Live Review: The Night Terrors

9 July 2012 | 5:55 pm | Esther Rivers

"We are greeted by the spooky image of a (static-filled) triangle above the heads of the band."

Welcome to the dungeon. Toff In Town has been transformed into a gothic, parallel universe where the lights play magic tricks on your vision and the electronic beat becomes the pulse through your own veins. Picture something akin to Goblin playing in Doctor Who's (very dark) engine room.

Forces, described later by The Night Terrors' Miles Brown as “the sexiest men we know”, prove that this wave of electronic music is reaching extraordinary levels. Amidst puffs of smoke, strobe lights and some seriously smooth dance moves, the duo concoct the beats for the evening.

The curtains close in preparation for The Night Terrors and, when they are drawn open again, we are greeted by the spooky image of a (static-filled) triangle above the heads of the band. Yet few can take their eyes off the towering presence of Brown, the theremin wizard. Starting on bass, he plays with ease and looks to synth player Nedd Jones with a cheeky smile that says, “Fuck, yeah, let's do this.” The crowd respond and the beat lifts – always moving, always pulsing – until Brown steps up to the theremin, threading the soundwaves to the beat.
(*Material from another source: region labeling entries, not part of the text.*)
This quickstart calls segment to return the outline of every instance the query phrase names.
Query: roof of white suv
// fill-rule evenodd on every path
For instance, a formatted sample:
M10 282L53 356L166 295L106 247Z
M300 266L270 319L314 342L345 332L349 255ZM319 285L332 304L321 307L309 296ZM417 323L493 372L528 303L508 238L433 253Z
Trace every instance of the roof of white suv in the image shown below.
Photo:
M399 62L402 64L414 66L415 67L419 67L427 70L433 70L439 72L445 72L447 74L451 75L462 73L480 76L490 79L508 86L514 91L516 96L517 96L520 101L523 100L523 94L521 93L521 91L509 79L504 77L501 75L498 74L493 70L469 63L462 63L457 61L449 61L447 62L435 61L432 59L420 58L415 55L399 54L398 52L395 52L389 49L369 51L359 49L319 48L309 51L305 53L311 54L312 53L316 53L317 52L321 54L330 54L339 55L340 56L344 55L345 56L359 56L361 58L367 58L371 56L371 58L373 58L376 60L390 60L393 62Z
The theremin is an extraordinary and beautiful instrument and it is an extraordinary and beautiful thing to watch Brown play it. The sound is oddly stunning, albeit peculiar, rendering an emotional reaction to this layering of sound. People are dancing in the dark as if possessed and we find ourselves equally entranced.

The Night Terrors play numbers both old and new and describing these haunting tunes is somewhat difficult. Single words spring to mind: sky, space, travel, dreamscape, running, darkness, astral, heavy, light, magic, movement, terror. The sounds of the theremin provide such a wonderful juxtaposition to the synth-heavy rock music and create a fantastic escape for the darker musical souls of Melbourne city. Blasts of light and smoke burst across the stage as the songs intensify to keep stride with strong metal riffs. The result is an all-encompassing wall of rhythmic sound, a spectacularly original and brilliant performance, rising from the playground of nightmares. “Thanks for coming Melbourne, you sexy devils,” says Brown, before thrashing along to finish the set. No, thank you.